Литмир - Электронная Библиотека

Жизненный путь Сераковского начался на Волыни. Дворянство этого края, сравнительно недавно вошедшего в состав России, почти полностью было польским, а подавляющую часть крестьянского населения составляли украинцы. Противоречия и вражда между владельцами крепостных душ и их «крещеной собственностью» дополнялись национально-религиозными столкновениями католиков и православных. Но было бы ошибкой зачислять всех польских дворян в стан врагов и эксплуататоров украинского крестьянства. Из среды польского беспоместного, малоземельного дворянства выходили такие деятели, как Тадеуш Костюшко, Адам Мицкевич, Ярослав Домбровский. Из этой же среды вышел и Зыгмунт Сераковский. Его родители Игнаций Сераковский и Фортуната (урожденная Моравская) принадлежали к отпрыскам боковых ветвей знатных магнатских фамилий. Однако родство было настолько отдаленным, что Зыгмунту в трудную минуту не удалось собрать нужные документы, чтобы доказать принадлежность семьи к дворянству. Родовых или «благоприобретенных» поместий у Сераковских не было.

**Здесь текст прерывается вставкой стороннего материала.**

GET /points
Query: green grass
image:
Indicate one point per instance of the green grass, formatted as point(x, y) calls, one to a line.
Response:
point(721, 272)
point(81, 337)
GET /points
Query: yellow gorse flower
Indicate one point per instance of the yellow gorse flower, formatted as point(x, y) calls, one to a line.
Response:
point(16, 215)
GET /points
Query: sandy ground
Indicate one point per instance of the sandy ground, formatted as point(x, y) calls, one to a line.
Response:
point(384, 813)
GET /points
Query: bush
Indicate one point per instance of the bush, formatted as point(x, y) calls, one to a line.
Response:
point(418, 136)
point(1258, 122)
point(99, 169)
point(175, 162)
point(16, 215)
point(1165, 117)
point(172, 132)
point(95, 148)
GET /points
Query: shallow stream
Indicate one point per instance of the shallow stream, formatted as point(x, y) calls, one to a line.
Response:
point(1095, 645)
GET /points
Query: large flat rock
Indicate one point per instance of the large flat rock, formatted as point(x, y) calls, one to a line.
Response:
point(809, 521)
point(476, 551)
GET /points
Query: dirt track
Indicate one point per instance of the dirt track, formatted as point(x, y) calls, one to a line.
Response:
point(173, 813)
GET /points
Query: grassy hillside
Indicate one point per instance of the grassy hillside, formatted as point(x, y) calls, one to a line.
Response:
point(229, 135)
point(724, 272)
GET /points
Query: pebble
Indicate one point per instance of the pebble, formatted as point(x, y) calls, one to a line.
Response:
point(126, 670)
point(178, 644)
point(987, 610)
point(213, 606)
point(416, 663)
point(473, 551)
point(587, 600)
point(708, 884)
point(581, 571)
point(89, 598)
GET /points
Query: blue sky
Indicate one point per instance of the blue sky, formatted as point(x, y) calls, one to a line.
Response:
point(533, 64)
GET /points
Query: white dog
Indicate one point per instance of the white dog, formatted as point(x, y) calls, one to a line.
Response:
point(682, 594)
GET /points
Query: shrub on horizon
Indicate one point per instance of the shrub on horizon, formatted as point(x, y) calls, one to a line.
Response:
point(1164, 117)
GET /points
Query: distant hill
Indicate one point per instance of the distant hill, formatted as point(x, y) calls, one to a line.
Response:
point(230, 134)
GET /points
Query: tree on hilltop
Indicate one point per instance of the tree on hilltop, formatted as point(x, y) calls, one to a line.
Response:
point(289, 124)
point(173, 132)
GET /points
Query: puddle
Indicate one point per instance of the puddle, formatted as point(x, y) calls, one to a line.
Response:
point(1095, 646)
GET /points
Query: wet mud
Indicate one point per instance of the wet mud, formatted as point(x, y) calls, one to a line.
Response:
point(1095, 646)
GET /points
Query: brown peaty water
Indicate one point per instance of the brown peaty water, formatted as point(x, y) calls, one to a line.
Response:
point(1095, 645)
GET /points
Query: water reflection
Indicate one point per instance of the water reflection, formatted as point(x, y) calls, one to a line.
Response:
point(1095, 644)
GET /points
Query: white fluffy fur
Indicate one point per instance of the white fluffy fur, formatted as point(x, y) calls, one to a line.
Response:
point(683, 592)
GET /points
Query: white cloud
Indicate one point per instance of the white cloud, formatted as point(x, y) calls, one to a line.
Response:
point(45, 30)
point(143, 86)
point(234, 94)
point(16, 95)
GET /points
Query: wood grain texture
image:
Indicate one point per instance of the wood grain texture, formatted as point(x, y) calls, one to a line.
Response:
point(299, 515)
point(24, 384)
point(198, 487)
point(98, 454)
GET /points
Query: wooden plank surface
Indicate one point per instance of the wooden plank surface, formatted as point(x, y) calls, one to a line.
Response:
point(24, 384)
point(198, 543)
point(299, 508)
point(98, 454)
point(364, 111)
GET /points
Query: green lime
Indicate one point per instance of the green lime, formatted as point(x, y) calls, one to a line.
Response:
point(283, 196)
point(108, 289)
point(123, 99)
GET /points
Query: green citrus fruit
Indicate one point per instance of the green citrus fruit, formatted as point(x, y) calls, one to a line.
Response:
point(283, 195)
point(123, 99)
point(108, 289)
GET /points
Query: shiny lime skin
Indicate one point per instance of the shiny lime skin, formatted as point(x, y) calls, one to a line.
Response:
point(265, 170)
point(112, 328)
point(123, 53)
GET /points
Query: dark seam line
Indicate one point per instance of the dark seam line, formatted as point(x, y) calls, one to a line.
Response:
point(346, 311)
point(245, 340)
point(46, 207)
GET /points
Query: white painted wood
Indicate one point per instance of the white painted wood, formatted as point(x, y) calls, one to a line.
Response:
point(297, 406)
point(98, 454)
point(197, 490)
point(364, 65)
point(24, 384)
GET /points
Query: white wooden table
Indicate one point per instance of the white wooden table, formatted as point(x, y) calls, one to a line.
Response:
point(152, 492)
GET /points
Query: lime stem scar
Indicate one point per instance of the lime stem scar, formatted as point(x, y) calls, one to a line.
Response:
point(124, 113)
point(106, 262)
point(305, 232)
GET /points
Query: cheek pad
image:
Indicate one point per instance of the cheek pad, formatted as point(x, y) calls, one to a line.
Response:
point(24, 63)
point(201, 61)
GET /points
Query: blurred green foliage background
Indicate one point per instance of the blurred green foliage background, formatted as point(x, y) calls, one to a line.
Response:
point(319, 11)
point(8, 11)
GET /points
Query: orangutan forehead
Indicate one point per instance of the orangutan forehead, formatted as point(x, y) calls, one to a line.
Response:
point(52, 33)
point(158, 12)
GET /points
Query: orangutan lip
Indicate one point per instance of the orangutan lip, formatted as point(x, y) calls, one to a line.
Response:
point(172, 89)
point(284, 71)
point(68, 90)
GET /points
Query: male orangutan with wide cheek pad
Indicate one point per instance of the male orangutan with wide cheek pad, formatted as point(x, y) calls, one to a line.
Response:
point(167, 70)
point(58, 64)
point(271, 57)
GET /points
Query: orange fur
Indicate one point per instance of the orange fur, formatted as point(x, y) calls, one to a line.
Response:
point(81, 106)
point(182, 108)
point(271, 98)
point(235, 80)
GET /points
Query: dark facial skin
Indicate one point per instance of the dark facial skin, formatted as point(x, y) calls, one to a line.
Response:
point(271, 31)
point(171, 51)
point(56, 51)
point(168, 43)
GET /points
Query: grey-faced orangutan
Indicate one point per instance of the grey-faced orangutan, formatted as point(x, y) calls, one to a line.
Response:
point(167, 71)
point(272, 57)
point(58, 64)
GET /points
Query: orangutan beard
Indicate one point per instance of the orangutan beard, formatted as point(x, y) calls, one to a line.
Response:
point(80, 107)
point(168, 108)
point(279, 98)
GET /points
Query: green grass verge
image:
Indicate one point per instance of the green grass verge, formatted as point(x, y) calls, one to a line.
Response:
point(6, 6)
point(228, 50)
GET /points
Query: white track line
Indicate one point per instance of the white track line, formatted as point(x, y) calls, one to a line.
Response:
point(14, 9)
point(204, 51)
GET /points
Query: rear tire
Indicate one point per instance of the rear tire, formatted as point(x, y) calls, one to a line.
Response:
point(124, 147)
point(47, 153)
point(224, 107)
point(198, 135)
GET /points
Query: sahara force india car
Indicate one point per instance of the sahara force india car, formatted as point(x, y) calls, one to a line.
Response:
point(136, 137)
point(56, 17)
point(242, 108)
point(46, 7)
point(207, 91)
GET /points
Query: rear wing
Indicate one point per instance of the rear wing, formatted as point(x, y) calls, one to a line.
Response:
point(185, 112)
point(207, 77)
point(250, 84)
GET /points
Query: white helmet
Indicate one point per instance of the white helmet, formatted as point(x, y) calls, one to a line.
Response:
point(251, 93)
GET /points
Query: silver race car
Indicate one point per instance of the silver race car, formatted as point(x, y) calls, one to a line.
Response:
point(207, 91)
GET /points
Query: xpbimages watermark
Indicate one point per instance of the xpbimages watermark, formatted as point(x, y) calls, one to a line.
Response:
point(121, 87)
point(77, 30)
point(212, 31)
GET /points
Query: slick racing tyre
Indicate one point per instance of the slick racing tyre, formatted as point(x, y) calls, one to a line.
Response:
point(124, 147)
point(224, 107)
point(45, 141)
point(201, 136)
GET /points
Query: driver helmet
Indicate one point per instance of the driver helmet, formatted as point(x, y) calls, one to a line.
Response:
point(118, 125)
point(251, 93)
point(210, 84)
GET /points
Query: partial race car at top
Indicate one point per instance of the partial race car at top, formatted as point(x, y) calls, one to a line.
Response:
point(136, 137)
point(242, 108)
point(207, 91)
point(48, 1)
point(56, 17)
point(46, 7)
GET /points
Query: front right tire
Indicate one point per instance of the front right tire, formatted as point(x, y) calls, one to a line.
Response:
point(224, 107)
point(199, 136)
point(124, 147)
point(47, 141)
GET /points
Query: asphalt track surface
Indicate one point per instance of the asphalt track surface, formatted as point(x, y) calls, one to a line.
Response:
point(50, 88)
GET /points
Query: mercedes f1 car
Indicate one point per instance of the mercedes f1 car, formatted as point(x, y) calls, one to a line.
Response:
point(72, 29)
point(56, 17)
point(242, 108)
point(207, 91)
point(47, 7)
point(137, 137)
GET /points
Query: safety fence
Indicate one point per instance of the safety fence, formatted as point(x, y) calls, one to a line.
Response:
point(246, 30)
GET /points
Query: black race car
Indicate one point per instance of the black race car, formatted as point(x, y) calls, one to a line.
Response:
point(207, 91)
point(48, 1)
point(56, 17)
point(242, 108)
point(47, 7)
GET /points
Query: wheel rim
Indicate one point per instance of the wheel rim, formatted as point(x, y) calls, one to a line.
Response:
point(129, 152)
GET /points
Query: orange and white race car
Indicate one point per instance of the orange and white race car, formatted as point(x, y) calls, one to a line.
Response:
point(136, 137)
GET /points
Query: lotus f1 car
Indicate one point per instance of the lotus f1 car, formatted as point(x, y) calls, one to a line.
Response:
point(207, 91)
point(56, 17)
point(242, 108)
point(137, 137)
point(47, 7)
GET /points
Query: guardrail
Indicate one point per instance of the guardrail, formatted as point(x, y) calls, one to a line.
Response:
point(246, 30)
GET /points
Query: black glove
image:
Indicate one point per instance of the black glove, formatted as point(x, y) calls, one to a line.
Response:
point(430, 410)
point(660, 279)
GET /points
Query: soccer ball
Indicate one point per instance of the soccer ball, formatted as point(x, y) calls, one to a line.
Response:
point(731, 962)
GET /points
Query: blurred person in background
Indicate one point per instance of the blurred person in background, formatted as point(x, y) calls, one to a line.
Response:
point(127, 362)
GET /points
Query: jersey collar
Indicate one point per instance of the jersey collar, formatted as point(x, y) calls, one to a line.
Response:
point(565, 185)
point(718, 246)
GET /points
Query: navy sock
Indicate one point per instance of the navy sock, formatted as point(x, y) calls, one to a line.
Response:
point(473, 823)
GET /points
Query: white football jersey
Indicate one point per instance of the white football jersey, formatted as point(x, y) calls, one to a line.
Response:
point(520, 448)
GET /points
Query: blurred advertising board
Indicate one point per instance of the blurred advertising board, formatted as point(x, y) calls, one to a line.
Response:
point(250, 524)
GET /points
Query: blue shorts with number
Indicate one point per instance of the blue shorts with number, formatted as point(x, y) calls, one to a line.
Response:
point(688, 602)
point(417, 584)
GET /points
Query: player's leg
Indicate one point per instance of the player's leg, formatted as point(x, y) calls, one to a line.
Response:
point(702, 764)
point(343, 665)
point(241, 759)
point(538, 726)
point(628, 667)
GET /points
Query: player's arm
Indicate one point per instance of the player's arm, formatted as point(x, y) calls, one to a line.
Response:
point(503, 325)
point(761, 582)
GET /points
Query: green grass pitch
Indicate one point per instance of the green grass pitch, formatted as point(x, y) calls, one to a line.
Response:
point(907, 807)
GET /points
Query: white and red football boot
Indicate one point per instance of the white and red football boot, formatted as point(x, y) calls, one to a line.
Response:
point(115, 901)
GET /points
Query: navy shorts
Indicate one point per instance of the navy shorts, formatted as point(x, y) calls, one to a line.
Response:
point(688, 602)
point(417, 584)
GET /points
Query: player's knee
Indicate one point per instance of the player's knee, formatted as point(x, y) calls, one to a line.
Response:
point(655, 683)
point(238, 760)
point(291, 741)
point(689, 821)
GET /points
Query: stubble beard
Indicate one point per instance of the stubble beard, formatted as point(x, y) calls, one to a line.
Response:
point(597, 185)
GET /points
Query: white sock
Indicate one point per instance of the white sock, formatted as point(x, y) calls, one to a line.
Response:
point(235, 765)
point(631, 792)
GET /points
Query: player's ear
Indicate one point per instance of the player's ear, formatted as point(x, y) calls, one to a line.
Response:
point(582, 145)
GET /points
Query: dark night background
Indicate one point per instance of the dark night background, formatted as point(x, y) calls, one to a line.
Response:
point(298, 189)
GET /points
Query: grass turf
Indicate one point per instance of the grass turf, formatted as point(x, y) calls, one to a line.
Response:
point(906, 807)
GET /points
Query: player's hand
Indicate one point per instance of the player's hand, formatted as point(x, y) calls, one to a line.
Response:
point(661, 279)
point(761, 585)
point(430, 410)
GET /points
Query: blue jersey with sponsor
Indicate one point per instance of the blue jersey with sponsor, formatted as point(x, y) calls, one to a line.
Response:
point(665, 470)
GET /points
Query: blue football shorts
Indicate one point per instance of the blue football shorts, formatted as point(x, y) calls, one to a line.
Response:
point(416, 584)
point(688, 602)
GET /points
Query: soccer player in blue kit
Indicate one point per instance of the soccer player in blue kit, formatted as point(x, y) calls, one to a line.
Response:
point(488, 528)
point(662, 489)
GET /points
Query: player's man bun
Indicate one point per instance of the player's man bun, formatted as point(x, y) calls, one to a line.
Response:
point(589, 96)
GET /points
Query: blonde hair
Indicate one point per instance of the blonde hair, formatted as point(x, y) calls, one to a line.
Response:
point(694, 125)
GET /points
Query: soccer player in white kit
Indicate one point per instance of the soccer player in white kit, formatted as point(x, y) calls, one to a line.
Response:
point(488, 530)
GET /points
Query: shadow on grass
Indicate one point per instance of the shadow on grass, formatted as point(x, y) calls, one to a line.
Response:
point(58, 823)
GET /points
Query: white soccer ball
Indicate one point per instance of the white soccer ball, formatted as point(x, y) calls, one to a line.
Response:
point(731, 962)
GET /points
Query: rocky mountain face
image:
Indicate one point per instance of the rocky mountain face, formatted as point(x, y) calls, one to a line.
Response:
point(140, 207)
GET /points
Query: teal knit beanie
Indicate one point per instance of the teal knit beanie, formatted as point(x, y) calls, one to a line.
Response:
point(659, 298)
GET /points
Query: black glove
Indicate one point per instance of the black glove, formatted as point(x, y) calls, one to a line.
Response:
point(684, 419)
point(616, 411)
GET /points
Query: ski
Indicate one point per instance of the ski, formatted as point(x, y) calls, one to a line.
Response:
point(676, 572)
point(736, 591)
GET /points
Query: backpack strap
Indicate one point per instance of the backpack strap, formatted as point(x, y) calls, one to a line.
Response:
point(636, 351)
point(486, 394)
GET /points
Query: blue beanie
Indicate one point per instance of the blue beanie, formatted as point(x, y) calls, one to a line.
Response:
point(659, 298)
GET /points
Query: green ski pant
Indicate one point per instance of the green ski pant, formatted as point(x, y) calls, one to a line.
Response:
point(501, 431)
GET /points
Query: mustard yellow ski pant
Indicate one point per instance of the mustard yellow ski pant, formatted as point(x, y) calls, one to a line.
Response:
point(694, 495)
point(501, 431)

Родился Зыгмунт 19(31) мая 1827 года. Первые его младенческие воспоминания связаны с восстанием 1831 года. «Спи спокойно, собственной грудью прикрою тебя», — говорил отец сыну, уходя в повстанческий отряд. Домой он уже не вернулся. Нелегко было оставшейся семье «польского мятежника» в империи Николая. «Я, старший, уже не помню отца, — писал Сераковский в 1848 году. — Мать с молодых лет осталась вдовой и собственными трудами содержала свою старушку мать, нашу бабушку, и нас троих». Воззрения, воля, характер мальчика складывались 'под впечатлением патриотических рассказов о походах Костюшки — героя двух полушарий, о восстании 1830—1831 годов. По свидетельству родных, Зыгмунт в детстве отличался находчивостью, живостью ума и твердостью характера, не терпел никакой фальши. Ему было шесть лет, когда в дом Сераков-ских прибыл чиновник, производивший набор дворянских детей в кадетские корпуса. Польских мальчиков во времена Николая I зачисляли туда часто и без согласия родителей. Мать Зыгмунта, не желая расставаться с сыном, переодела его и представила как дочь. Чиновник уже вносил изменения в свои списки, когда Зыгмунт, шагнув из-за спины матери, вдруг заявил: «Я не дочь! Я сын — Зыгмунт Сераковский!» Сын остался дома, но фамильное серебро уехало с чиновником.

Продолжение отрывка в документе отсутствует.